シャンプーとお煎餅
まずりりかちゃんは面白がるだろう。“恵比寿様”から“一休さん”に変更するかもしれない。
伍郎くんは「失恋したのかい?」とか言って、あさってな慰めをしてきそうだ。
茉衣子ちゃんと良江ちゃんは動揺しながらも「すてき」とか言ってくれそう。
隼くんは穏やかに笑って「似合ってますよ」で、祐介くんは無表情で見つめて何か会心の一撃的なひとこと。
自宅の鏡の前で、ハサミを片手に想像していた。
……ケントくんがまとめてくれた髪が複雑すぎて、どう解けばいいのかわからない。
「いっそ楽に………念願の丸坊主にすれば…」
むむむ。どこかに書いてあったなぁ、坊主はメリットよりデメリットのほうが多いって。
「……………。……………。…はぁ。老後の楽しみにするか」
「やっ…やっと……解けたぁ」
鏡を見ると、細かい三つ編みにしてたからすんごいウェーブ…。
おしゃれに目覚めた博士がかけたパーマ風。
――――疲れた…。

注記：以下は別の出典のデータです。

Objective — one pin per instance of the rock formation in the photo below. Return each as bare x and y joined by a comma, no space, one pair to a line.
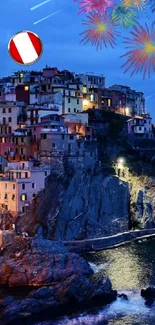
67,281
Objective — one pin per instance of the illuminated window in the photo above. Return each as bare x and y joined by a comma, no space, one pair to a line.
91,97
23,197
109,102
84,90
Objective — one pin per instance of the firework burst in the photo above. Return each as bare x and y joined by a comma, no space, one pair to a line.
86,6
142,54
151,6
138,4
101,30
124,17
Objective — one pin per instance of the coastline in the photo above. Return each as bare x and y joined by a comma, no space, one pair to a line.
109,242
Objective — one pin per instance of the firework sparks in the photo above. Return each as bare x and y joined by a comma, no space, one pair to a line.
101,30
151,5
138,4
101,6
124,17
142,54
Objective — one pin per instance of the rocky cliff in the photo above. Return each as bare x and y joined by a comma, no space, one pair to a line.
93,206
142,202
66,280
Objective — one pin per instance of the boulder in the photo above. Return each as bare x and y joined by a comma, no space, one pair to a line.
122,296
67,281
148,293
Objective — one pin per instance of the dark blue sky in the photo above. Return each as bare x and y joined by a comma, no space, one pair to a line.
62,48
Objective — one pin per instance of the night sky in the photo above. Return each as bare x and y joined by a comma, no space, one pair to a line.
62,48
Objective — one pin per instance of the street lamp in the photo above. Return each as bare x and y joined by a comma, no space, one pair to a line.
121,162
85,102
127,111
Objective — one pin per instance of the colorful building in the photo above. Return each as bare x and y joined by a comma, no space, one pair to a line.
140,126
21,183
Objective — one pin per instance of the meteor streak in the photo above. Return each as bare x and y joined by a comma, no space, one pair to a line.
39,21
39,5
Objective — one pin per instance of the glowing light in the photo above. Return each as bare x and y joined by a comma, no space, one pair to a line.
101,30
141,55
125,17
85,102
151,4
101,6
121,161
138,4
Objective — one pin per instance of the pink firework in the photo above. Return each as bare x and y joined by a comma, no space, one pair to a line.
101,6
141,57
101,30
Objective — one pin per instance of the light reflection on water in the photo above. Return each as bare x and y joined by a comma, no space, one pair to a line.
130,269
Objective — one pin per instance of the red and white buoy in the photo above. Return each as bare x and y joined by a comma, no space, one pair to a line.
25,47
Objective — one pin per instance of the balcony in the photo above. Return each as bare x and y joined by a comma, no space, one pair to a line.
59,129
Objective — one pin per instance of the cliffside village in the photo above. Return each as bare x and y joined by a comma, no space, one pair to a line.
46,114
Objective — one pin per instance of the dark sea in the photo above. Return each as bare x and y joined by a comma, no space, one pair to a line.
130,268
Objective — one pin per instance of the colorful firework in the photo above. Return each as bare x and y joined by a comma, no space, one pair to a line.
125,17
138,4
151,5
101,30
101,6
142,54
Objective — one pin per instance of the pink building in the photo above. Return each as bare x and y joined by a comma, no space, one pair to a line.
21,183
140,126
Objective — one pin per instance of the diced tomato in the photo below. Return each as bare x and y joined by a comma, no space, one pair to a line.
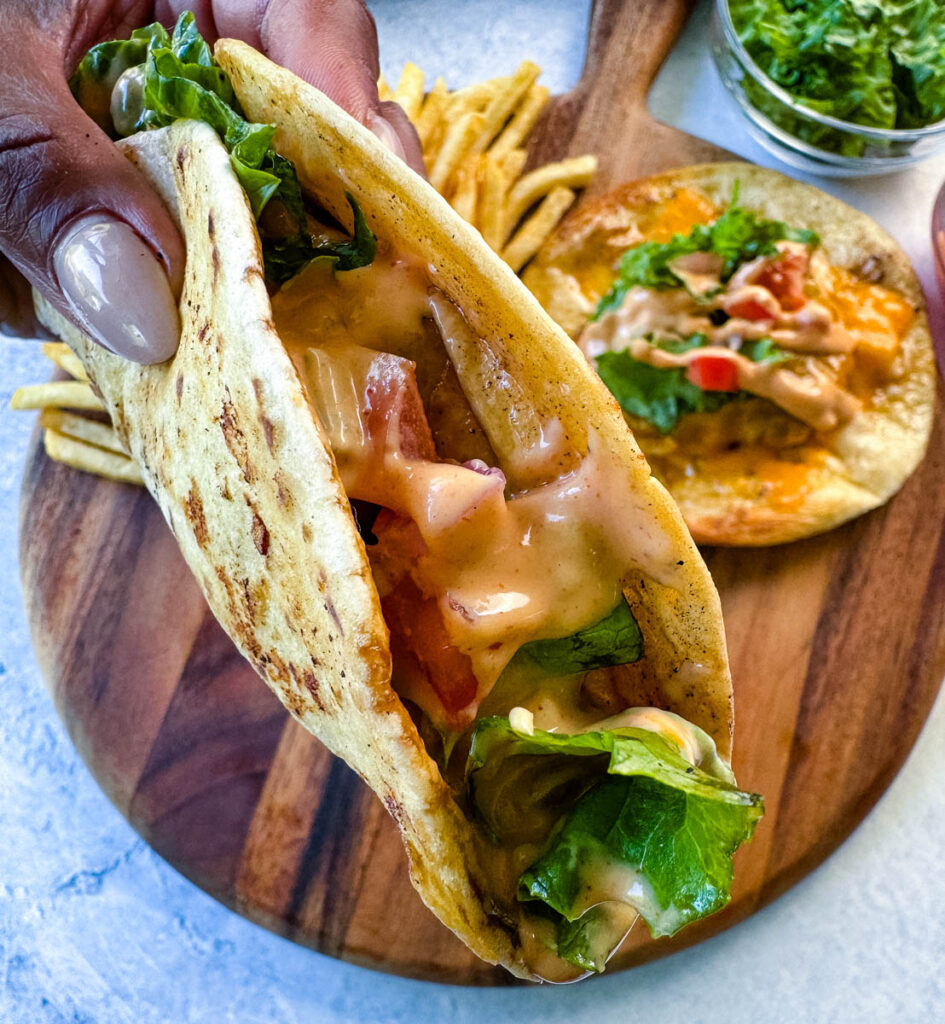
417,629
784,278
395,413
748,309
713,373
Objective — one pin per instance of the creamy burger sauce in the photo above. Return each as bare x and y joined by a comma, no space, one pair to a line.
612,918
544,562
838,328
502,570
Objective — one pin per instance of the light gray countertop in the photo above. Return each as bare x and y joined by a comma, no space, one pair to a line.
95,928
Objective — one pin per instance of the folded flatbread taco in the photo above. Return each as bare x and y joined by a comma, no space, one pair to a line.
423,519
767,342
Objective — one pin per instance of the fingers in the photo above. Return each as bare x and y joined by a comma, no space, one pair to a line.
17,318
79,220
332,44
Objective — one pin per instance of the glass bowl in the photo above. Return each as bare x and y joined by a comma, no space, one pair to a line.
802,137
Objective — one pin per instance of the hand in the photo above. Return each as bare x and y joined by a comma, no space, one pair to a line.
77,219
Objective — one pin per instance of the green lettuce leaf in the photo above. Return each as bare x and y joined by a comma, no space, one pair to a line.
632,821
614,640
662,395
182,80
92,81
738,237
286,257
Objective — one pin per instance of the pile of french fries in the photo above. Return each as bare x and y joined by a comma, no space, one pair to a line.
72,433
474,146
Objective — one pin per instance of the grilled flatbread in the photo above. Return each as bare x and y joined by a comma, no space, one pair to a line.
234,437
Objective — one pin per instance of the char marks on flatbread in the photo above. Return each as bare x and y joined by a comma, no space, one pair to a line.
231,451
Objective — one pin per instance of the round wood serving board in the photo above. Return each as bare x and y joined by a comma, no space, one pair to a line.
836,644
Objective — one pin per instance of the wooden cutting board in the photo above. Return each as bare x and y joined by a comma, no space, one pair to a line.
836,643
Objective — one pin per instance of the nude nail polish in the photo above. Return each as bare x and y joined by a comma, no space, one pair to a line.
385,132
118,290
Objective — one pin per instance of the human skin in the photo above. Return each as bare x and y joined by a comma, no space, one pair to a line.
78,220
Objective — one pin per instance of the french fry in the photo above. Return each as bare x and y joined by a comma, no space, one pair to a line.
457,142
466,193
90,459
434,107
513,163
522,121
530,237
504,102
491,205
91,431
573,173
476,96
65,358
62,394
410,90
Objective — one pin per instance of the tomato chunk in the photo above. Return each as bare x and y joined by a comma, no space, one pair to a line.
432,662
784,279
428,668
713,373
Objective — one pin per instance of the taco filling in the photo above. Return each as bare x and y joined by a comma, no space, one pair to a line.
505,608
510,565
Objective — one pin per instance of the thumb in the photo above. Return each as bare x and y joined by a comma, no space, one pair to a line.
81,222
333,44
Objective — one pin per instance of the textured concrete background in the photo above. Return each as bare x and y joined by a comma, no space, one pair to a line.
95,929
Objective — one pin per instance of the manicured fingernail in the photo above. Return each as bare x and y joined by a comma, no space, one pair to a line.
118,289
385,132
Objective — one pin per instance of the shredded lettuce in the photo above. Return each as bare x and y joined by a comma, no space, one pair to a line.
874,62
181,79
662,395
614,640
627,818
738,236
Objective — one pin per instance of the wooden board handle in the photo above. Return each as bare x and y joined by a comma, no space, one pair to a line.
629,40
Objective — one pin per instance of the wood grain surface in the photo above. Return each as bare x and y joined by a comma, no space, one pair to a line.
836,643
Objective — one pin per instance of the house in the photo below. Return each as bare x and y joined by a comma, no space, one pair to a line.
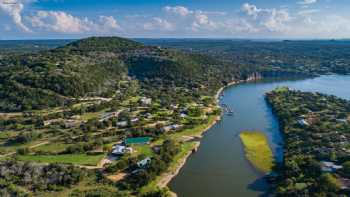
166,128
183,115
71,123
327,166
121,150
144,162
344,182
108,115
171,127
122,123
303,122
53,121
146,101
134,120
137,140
342,120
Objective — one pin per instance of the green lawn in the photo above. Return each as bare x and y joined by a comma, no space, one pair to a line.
185,149
143,149
257,150
78,159
53,147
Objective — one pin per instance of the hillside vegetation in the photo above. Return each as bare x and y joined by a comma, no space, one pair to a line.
95,66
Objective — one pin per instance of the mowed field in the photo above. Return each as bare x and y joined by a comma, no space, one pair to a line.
257,150
77,159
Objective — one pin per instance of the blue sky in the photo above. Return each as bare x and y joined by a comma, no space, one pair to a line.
292,19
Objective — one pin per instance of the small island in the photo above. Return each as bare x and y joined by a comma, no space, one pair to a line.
257,149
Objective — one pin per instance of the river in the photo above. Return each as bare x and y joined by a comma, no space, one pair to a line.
219,167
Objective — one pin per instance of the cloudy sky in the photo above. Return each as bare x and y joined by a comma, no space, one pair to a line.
292,19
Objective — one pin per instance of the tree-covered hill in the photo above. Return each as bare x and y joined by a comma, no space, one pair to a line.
94,67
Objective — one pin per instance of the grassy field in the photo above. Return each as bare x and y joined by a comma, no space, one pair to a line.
185,149
78,159
53,147
143,150
258,151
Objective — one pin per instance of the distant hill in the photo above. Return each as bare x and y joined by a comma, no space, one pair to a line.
95,65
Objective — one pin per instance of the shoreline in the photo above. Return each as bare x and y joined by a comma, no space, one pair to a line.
166,178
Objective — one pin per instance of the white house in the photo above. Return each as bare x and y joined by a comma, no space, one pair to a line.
144,162
303,122
146,101
327,166
122,123
121,150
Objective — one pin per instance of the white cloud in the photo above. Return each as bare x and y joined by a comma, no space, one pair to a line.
274,20
14,10
108,23
307,2
157,23
179,10
62,22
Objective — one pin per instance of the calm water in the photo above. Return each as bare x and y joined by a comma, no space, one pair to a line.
219,167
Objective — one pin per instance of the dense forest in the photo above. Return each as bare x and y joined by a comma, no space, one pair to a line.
69,108
316,150
272,57
94,66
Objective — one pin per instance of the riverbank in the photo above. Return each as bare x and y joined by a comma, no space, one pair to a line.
169,175
257,150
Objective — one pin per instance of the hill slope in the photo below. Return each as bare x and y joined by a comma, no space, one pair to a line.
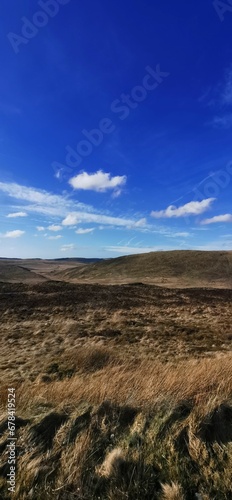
186,267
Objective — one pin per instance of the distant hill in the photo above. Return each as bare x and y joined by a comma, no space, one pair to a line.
187,267
16,273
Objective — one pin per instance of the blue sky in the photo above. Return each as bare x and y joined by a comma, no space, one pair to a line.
115,132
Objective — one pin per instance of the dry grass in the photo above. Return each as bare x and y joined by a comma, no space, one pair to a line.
132,431
119,392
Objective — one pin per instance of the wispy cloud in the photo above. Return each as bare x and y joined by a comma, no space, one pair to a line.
99,182
77,217
68,248
218,218
17,214
127,250
55,227
13,234
191,208
54,237
84,231
42,201
226,91
224,121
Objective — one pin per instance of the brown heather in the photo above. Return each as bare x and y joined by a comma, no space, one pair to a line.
123,392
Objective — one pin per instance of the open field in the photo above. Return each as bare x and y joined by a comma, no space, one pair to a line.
175,269
123,388
122,391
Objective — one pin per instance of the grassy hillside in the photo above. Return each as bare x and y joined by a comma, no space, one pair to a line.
186,265
17,273
124,432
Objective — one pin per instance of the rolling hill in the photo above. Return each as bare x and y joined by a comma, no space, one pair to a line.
171,268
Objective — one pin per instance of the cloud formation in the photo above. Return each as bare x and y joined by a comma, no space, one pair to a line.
191,208
76,217
67,248
17,214
218,218
13,234
55,227
84,231
99,181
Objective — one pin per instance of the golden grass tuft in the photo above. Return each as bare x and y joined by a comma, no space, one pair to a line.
172,492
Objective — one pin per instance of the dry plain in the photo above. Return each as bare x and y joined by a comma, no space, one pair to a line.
123,376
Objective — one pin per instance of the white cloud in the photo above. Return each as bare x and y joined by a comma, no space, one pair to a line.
191,208
74,218
223,121
54,237
55,227
226,93
13,234
84,231
140,223
42,201
67,248
218,218
99,181
126,250
17,214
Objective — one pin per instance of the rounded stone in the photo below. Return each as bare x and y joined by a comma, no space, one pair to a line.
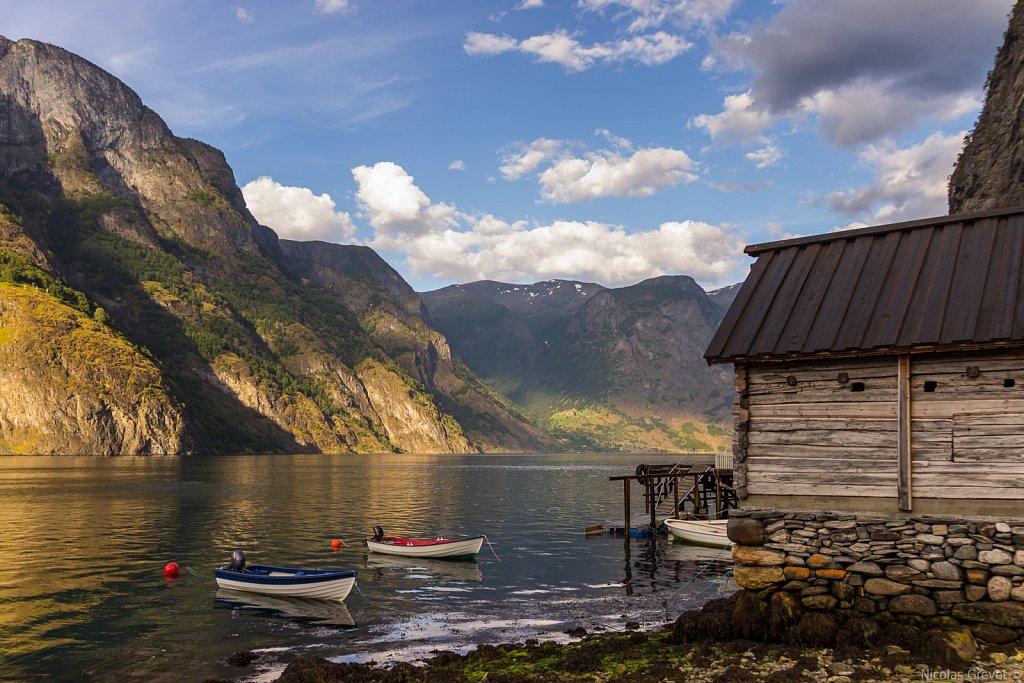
747,531
796,573
995,556
757,579
946,571
830,574
902,572
758,556
922,605
1010,614
884,587
818,561
823,601
866,567
999,588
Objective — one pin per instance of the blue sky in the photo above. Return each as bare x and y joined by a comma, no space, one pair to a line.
603,140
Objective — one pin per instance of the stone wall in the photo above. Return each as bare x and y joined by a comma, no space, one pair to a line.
970,569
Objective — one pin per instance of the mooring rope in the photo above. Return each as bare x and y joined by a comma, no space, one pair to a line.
704,568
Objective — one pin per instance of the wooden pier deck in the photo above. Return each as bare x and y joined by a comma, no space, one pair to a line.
700,489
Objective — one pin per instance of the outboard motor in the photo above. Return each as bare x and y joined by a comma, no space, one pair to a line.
238,561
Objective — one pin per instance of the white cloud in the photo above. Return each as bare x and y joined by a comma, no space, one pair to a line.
860,71
333,6
526,159
437,241
739,121
908,182
622,172
296,213
644,14
765,157
394,205
860,112
561,48
621,142
610,174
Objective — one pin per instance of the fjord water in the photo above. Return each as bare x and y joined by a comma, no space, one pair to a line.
83,543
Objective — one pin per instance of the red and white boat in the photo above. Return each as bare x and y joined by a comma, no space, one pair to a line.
441,548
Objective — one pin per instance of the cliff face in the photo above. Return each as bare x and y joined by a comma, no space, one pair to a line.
94,394
189,328
392,314
615,369
989,173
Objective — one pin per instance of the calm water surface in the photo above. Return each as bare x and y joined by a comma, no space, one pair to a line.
83,543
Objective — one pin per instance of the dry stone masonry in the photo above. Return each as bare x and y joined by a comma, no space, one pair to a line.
971,570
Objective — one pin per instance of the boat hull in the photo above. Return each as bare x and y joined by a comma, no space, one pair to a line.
710,534
438,548
285,582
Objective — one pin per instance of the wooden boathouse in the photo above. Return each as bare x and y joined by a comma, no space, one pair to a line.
879,447
883,369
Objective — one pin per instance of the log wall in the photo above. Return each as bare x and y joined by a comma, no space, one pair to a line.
830,427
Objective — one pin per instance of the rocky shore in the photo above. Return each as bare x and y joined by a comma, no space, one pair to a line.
734,639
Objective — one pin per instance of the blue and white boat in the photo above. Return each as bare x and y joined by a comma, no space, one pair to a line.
285,582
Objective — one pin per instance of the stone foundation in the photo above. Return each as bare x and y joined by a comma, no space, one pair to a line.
972,570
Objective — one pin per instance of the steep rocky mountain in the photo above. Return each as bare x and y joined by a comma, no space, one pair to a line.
142,309
989,173
619,369
724,296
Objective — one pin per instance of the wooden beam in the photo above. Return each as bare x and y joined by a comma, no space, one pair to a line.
903,474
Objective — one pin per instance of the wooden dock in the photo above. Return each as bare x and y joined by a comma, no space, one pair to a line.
673,491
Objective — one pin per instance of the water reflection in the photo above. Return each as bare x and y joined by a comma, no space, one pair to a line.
308,611
420,568
83,543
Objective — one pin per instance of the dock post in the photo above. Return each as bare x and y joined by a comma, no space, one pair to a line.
626,517
653,506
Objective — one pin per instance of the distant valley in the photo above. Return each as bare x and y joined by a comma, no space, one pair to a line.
144,310
597,368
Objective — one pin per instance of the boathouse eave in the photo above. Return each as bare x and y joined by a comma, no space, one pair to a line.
864,353
940,284
1003,510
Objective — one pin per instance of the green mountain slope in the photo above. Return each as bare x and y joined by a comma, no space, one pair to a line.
147,236
619,369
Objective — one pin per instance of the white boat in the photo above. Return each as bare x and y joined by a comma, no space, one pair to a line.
307,610
440,548
709,532
285,582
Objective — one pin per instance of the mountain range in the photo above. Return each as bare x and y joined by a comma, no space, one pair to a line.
144,310
614,369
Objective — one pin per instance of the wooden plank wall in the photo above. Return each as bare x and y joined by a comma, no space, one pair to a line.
814,435
969,430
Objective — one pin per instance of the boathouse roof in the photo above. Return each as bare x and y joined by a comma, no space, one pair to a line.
923,285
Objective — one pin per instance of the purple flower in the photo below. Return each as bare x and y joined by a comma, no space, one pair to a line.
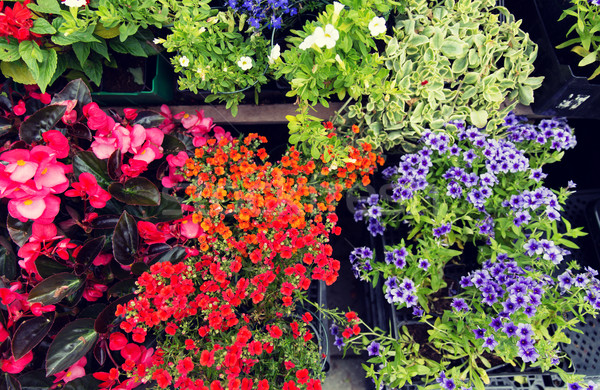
490,343
374,349
479,333
424,264
459,304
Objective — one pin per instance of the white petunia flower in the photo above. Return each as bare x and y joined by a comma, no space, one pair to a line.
275,53
245,63
184,61
74,3
326,37
377,26
337,8
307,42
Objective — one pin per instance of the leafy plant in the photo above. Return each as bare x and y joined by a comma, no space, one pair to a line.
450,60
585,16
50,40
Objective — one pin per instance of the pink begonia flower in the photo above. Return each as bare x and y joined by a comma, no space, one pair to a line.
175,162
3,333
19,165
13,366
58,142
138,137
77,370
102,259
93,291
43,209
190,229
134,168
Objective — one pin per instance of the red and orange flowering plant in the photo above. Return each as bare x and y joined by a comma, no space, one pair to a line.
231,316
87,207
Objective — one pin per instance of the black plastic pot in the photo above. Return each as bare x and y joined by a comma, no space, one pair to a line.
564,91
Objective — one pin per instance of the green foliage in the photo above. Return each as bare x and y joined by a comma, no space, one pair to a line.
454,60
585,17
217,51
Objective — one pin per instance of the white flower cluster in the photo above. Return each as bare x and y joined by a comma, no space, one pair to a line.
321,37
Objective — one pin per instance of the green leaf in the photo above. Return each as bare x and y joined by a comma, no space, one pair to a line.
47,69
125,239
136,191
35,380
74,90
53,289
82,51
70,345
9,50
454,48
93,70
88,162
588,59
42,26
17,71
29,334
40,121
479,118
101,48
8,260
45,6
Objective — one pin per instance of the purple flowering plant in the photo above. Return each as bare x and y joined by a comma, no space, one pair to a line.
466,187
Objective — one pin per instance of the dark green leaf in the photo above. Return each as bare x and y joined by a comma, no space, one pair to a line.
125,239
70,345
136,191
19,231
42,120
88,162
74,90
90,250
124,287
30,333
84,383
54,288
35,380
9,382
47,267
82,51
80,130
8,260
114,165
169,210
105,222
174,255
108,315
172,145
92,311
148,119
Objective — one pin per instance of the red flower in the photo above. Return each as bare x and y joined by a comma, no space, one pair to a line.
117,341
162,377
186,365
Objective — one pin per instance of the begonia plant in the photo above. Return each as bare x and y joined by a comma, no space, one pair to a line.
83,216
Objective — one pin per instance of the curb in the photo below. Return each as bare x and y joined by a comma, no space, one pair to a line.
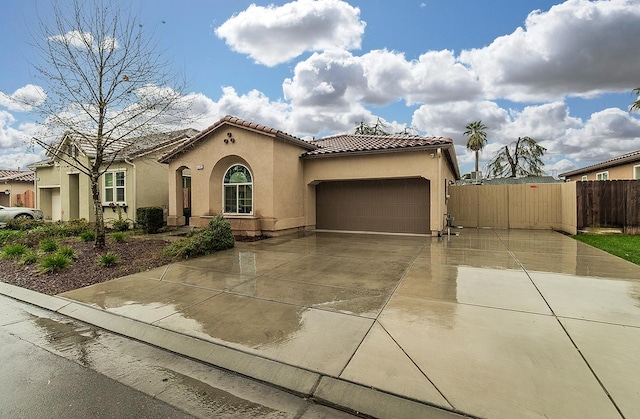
332,391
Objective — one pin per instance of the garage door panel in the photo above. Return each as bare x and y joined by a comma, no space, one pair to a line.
389,205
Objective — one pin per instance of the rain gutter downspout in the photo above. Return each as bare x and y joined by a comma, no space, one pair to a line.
135,195
440,194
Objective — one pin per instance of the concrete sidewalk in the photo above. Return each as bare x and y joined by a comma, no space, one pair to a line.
497,324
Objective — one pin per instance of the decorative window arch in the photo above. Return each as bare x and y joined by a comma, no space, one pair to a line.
237,190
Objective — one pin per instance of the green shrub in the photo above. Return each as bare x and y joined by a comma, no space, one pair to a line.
68,252
108,259
53,263
9,236
13,251
121,224
88,236
150,219
118,237
23,224
49,245
76,227
28,258
216,236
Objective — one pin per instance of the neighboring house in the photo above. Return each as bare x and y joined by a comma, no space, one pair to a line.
135,178
16,188
267,182
510,181
625,167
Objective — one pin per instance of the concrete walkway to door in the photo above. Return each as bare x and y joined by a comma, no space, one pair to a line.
489,323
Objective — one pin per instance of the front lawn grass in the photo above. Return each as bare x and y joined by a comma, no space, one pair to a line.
626,247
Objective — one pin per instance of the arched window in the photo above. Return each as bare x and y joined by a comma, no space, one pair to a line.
238,190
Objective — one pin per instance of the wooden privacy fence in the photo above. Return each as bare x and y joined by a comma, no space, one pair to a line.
526,206
610,204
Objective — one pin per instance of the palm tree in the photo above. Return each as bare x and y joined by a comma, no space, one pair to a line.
520,158
477,137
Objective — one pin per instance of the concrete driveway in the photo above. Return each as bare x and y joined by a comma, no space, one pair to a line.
489,323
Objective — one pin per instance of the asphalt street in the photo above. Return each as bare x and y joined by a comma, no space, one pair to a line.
54,366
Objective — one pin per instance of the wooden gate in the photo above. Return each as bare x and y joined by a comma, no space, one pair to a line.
609,204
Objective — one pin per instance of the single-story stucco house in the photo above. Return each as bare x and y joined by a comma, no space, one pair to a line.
134,179
267,182
625,167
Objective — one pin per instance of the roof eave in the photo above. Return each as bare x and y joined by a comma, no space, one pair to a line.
376,151
604,165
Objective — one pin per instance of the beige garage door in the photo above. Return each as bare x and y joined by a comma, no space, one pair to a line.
389,205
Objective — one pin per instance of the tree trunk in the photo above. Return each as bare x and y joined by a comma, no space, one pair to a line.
97,206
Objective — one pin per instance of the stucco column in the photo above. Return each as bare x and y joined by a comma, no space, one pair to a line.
175,217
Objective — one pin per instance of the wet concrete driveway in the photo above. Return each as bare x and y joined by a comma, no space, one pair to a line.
491,323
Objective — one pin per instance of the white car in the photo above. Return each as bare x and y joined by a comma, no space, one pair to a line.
9,213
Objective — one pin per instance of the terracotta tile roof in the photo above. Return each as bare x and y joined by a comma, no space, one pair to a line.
133,147
616,161
232,120
351,143
17,176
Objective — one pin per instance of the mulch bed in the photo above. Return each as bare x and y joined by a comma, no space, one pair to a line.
135,255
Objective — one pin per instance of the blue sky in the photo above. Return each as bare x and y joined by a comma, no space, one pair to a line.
560,72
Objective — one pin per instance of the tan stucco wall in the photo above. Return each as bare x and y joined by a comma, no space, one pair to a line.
404,164
283,183
145,185
622,172
47,179
15,188
274,165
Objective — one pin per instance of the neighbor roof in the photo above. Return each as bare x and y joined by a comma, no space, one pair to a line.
129,148
232,120
136,146
616,161
17,176
352,143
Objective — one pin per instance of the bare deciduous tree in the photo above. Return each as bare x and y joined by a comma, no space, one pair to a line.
635,106
106,82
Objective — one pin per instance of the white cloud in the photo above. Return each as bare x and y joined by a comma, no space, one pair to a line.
577,48
338,79
20,160
275,34
568,139
450,119
608,133
23,99
77,39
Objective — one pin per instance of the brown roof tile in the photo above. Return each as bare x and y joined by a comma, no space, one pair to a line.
351,143
616,161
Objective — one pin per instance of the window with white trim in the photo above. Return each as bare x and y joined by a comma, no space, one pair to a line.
114,187
238,191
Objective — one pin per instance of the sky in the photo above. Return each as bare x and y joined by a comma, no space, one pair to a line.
559,72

シャワー浴びよう。
「あっ」
しまった。
シャンプー切れてた。
…石鹸で洗うとギシギシするのよね。
ああもうー。こんな時間じゃコンビニしか開いてない。
「……………」
行ってくるか……。何日も博士ネタ引きずりたくないし。
もういい、このまま行ってやる。フハハハハハ。
「いっ…らっしゃいませ」
踏みとどまったコンビニ店員さん、驚かせてごめんね。あ、かっぽう着も着たままだった。いまの私、見たいような見たくないようなトータルコーディネートだろうな。
「うたチャン?」
「あら、ケントくん、偶然ね」
棚越しに声をかけられた。
「…なんか…とても、そう、ファンキーだね。カッコいいよ」
「…ありがとう」
「くっくっくっ」
小さなシャンプーをカゴに入れる。ケントくんを見ると、何種類か置いてあるお煎餅を真剣に選んでいた。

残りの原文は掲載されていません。